The pro-democracy group Hong Kong Alliance has decided to disband as pressure from Beijing continues, the group said on Saturday.

The activist collective, dubbed the Hong Kong Alliance in Support of Patriotic Democratic Movements in China, is the latest to buckle under the strain of a crackdown by Chinese authorities.

Factions aligned with Beijing have ramped up pressure after pushing through a sweeping national security law in the once largely autonomous enclave.

The majority of the members of the pro-democracy group voted for disbandment. Several of its leaders are already in jail for having taken part in the city’s dissenting democracy movement.

“This is a very painful dissolution,” Tsang Kin-shing, a member of the alliance said. “The government uses all kinds of laws to force civil society groups to disband,” he added.

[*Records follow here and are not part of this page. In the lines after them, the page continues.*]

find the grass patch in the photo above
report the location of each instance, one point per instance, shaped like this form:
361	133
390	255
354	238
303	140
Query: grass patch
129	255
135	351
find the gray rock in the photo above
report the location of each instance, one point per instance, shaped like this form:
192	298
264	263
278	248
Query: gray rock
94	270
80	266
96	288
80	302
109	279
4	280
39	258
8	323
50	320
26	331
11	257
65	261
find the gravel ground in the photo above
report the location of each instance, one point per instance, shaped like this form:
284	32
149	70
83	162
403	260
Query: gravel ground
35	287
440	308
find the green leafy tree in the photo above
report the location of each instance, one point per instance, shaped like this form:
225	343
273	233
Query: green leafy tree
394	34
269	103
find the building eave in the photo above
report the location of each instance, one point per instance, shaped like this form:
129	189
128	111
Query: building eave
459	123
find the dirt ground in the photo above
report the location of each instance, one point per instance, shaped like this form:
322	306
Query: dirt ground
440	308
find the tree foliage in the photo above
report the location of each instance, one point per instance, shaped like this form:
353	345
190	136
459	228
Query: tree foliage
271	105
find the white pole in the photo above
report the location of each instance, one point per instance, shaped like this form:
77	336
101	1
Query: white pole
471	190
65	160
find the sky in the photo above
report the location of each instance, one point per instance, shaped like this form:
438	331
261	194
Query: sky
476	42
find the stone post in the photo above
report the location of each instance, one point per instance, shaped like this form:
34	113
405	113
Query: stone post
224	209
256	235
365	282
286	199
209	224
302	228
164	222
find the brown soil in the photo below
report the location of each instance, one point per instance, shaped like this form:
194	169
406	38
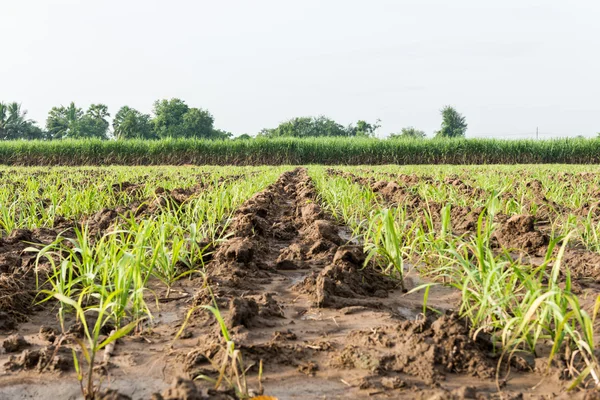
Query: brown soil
293	289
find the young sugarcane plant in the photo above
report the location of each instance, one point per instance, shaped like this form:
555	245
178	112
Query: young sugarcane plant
386	241
90	349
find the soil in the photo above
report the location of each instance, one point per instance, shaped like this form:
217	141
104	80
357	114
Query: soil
296	297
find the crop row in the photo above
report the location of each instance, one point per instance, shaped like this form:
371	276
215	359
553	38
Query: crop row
285	151
521	304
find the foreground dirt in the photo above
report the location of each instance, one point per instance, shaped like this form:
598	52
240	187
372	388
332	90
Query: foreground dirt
294	294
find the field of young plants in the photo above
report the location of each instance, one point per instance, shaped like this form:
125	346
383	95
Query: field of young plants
431	282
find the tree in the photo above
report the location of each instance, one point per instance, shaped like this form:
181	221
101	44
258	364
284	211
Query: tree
168	118
62	122
173	118
129	123
71	122
408	133
453	124
94	123
318	126
14	123
199	123
363	128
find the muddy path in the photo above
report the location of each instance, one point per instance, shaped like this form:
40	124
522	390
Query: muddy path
297	298
291	287
527	236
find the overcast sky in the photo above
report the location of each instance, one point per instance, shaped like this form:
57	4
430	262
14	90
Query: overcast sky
508	66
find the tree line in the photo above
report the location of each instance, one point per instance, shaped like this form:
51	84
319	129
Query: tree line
173	118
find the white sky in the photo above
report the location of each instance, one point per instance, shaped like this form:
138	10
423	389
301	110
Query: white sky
508	66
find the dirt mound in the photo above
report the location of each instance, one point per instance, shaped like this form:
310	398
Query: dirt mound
50	358
345	282
518	233
416	348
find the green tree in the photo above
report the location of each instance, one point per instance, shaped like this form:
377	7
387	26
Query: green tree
173	118
408	133
318	126
453	124
71	122
199	123
129	123
363	128
14	123
168	118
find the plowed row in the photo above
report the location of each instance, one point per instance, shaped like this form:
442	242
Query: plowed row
308	318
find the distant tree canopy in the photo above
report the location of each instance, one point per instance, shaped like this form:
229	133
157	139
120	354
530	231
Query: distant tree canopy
454	125
129	123
72	123
14	123
318	126
173	118
408	133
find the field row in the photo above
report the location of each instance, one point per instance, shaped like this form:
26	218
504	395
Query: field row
296	151
346	281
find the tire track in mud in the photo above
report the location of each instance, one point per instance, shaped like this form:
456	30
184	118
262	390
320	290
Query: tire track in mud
290	284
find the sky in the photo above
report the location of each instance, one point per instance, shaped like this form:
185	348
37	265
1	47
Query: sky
508	66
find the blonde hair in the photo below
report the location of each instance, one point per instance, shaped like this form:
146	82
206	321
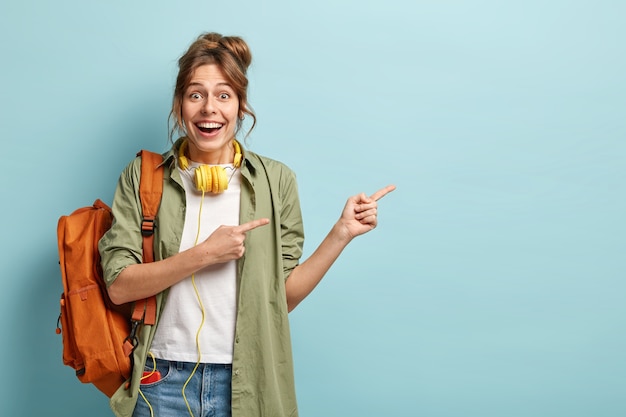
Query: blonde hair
232	55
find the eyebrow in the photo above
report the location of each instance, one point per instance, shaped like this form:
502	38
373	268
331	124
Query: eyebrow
224	84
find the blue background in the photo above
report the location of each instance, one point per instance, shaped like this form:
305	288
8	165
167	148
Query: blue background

Targeted with charges of subversion

Police froze assets of HK$2.2 million ($283,000; €241,000) belonging to the group after charging members with inciting subversion.

Under the Hong Kong national security law, anything deemed to be subversive by Chinese authorities can be punished with up to life in jail.

Albert Ho and Lee Cheuk-yan, two of the Alliance’s leaders, are already in jail under similar charges following the large-scale anti-government protests in 2019. They signed a document calling for the group to disband amid “the current social environment.”

“I still hope to show Hong Kong Alliance’s beliefs to the world and continue this movement that has already lasted for 32 years,” wrote the group’s jailed vice chairwoman Chow Hang Tung on her Facebook page.

Covering up the 1989 crackdown

The group was founded in May 1989 to support the pro-democracy student movement in Beijing. A month later, the army moved in and crushed the protests in the city’s central Tiananmen Square. An official death toll stands at 300, but witnesses say thousands may have died.

The government subsequently scrubbed all memory of the event from the official record, but the Hong Kong-based group kept it alive by holding annual candlelight vigils on June 4. They would also use the events to call on China’s leaders to “end one-party rule” and to “build a democratic China.”

National security officials informed the group earlier in the year that they were investigating it under the new law. They requested documents and lists of its membership, but the alliance refused to comply, arguing that it was illegal.

Police then brought charges of subversion against the group’s leaders, leading to a heavier clampdown.